La costruzione del sacrario delle Fosse Ardeatine inizia il 22 novembre 1947; il cantiere durerà due anni.
Raggiungibile dal piazzale o dalle gallerie, è avvistabile dalla via Ardeatina.

Ottenuti il consenso e la firma di tutte le famiglie, il 22 novembre 1947 inizia la costruzione del sacrario e, due anni dopo, il quinto anniversario dell’eccidio è commemorato dall’inaugurazione di un caposaldo dell’architettura moderna, risultato del primo concorso dell’Italia democratica, perenne testimonianza che la conquista della libertà non può prescindere dalla vittoria sulla retorica e il trionfalismo.

La cerimonia che ha luogo da allora ogni anno al cospetto di autorità, associazioni partigiane e di deportati, studenti e comuni cittadini, assume un valore ben più ampio dell’evocazione di un singolo episodio di resistenza antifascista.

Come commenta Alessandro Portelli nel suo fondamentale contributo alla vicenda (L’ordine è già stato eseguito, Donzelli, 1999):

Le Fosse Ardeatine non sono solo il luogo in cui molte storie finiscono, ma anche quello da cui un’infinità di altre storie si diramano. Da lì riparte una battaglia per il significato e la memoria [ … ]. La storia delle Fosse Ardeatine è la storia di come la città. Le istituzioni e le singole persone, hanno provato a elaborare il senso di questa morte di massa che pure è morte di singoli, assurda, violenta, crudele.

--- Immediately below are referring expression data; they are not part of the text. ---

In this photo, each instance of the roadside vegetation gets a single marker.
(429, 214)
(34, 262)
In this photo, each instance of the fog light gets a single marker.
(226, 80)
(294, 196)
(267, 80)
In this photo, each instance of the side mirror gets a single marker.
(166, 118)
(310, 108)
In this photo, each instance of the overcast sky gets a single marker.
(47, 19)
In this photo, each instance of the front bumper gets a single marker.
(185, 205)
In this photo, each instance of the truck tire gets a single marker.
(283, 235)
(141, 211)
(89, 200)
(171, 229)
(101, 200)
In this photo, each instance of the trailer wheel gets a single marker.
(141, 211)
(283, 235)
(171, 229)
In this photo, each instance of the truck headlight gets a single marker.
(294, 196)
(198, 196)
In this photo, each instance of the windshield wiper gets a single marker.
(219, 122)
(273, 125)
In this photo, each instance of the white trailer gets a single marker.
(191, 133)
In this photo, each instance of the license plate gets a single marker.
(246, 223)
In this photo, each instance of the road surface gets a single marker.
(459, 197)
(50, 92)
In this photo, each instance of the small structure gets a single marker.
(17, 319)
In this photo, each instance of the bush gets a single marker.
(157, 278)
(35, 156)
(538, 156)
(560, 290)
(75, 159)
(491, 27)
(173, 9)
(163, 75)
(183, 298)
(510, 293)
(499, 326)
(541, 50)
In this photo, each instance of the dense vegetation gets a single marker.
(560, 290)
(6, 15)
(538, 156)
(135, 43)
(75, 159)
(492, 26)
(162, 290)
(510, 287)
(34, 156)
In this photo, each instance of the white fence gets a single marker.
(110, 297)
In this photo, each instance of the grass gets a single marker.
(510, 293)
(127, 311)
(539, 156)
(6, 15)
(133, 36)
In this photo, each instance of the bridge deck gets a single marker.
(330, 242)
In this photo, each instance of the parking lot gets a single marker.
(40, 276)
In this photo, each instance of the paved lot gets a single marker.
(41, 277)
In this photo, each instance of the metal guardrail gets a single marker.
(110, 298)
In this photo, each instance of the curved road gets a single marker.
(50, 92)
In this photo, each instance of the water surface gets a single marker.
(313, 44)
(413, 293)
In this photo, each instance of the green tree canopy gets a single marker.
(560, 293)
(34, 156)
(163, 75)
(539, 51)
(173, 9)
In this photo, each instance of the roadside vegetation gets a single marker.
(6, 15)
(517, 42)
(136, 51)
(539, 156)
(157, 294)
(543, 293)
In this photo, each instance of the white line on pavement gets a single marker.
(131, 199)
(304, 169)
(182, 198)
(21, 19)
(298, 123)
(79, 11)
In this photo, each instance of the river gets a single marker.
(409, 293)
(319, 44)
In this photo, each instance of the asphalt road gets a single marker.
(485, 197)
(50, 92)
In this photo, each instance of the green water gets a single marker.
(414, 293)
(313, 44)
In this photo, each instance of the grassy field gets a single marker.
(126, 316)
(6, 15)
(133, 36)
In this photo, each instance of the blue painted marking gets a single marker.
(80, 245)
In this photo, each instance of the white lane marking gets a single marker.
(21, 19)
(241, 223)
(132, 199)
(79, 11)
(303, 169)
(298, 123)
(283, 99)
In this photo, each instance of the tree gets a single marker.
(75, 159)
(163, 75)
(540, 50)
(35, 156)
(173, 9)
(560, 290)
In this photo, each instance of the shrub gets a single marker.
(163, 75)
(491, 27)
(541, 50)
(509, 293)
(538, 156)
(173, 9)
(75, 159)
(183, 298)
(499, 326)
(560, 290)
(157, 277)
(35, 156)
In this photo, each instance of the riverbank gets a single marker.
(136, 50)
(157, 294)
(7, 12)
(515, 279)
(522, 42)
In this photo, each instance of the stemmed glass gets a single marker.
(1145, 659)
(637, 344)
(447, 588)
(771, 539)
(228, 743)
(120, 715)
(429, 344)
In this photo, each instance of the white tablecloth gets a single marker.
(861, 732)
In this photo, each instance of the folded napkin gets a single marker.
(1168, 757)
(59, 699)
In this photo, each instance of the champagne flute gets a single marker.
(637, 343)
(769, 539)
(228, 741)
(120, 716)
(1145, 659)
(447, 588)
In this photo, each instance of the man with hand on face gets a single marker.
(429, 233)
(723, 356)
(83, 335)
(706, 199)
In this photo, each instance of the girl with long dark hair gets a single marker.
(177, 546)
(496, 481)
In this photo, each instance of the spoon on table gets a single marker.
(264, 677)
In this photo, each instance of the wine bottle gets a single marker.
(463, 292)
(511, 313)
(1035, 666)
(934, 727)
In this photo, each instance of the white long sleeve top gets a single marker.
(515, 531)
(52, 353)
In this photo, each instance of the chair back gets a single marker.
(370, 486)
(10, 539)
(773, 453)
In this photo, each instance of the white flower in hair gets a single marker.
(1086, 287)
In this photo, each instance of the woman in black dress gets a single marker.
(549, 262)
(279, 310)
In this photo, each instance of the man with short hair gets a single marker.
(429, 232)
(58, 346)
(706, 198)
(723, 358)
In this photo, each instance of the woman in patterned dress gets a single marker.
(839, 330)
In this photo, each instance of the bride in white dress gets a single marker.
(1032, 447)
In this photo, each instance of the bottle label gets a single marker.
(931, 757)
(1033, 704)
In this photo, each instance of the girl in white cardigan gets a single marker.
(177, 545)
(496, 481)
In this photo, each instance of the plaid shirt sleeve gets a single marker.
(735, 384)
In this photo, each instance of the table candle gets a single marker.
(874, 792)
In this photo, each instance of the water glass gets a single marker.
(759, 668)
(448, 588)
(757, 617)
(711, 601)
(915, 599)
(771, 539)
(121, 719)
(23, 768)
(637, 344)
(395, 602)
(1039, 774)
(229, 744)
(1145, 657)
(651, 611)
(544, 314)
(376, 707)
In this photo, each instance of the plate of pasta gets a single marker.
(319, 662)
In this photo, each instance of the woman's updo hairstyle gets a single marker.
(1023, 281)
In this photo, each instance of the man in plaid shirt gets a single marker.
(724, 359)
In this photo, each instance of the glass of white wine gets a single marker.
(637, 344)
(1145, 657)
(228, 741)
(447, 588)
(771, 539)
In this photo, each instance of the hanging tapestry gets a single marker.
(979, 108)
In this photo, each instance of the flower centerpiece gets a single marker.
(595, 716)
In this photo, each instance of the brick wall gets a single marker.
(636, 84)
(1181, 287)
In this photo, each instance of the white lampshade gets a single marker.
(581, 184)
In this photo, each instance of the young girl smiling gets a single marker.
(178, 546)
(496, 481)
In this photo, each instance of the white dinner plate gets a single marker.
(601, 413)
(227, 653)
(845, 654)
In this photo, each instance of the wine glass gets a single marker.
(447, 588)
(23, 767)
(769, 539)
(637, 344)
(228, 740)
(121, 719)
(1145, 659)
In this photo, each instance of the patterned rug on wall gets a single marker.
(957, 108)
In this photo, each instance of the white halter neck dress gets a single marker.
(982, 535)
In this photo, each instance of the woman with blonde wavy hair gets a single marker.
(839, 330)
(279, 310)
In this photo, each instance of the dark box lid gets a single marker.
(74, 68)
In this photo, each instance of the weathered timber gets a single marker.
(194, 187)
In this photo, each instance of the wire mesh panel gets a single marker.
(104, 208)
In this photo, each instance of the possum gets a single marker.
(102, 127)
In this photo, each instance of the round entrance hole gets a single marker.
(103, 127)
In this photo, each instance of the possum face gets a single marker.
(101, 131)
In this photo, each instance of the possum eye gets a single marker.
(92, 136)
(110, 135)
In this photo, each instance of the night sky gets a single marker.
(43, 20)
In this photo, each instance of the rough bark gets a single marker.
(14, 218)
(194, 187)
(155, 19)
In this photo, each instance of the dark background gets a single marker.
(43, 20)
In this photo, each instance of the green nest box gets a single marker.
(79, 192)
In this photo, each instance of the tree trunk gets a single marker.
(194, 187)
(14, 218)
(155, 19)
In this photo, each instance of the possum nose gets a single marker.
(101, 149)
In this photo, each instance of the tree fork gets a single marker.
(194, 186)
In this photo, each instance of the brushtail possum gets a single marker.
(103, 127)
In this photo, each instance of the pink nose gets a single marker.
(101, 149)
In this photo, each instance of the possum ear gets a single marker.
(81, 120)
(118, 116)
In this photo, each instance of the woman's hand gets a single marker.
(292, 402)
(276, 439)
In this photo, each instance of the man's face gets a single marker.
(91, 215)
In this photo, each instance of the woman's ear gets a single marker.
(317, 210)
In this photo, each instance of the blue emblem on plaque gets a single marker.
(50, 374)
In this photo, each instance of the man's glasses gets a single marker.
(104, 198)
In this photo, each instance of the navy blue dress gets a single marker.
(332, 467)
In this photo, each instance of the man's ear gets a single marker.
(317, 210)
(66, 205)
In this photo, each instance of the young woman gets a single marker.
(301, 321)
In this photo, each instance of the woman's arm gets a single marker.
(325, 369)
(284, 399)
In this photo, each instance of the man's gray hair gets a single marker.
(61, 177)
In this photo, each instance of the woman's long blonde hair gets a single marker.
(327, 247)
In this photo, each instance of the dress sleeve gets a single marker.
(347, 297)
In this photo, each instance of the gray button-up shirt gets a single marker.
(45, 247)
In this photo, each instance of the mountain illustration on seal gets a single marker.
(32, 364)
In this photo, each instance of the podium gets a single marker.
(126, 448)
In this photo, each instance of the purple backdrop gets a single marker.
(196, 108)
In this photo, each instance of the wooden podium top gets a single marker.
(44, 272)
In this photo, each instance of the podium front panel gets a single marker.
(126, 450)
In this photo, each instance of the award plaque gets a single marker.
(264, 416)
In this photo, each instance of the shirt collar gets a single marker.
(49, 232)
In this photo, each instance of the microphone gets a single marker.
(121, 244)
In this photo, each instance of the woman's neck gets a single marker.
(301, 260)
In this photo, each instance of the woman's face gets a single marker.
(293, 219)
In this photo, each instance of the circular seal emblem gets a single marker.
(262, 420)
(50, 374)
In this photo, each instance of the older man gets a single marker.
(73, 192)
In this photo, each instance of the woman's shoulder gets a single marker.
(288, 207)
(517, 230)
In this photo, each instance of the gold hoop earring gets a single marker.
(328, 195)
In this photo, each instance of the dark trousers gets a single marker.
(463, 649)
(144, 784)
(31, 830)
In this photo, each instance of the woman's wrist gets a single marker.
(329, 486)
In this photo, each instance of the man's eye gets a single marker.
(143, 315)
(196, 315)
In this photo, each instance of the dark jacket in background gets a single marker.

Se l’autore attualizza e personalizza quella storia dando voce ai sopravvissuti, ogni anno, al culmine della commemorazione, i nomi dei 335 trucidati vengono scanditi ad alta voce.

Ma il passatismo non si dà per vinto: dal luglio 1949, e per due anni, si accanisce contro il progetto di Mirko per la cancellata di ingresso, definendolo ottusamente «una stonatura», «espressione di carattere decorativo frivolo», alieno dal «senso severo» delle opere monumentali.

La sua difesa, sostenuta da critici illuminati quali Lionello Venturi e Giulio Carlo Argan, si traduce in una battaglia per l’arte moderna, per ricerche formali avanzate e autonome, aliene da qualsivoglia realismo descrittivo ed evocativo.

Contro la decisiva presa di posizione degli architetti a favore «dell’unica ipotesi idonea ad inserirsi nel complesso monumentale», nulla possono bocciature e ostruzionismi e, nel marzo 1950, il progetto è approvato con otto voti favorevoli, sette contrari e un’astensione.

Nessuna polemica accompagna invece la conformista scultura di Coccia: un pegno alla tradizione.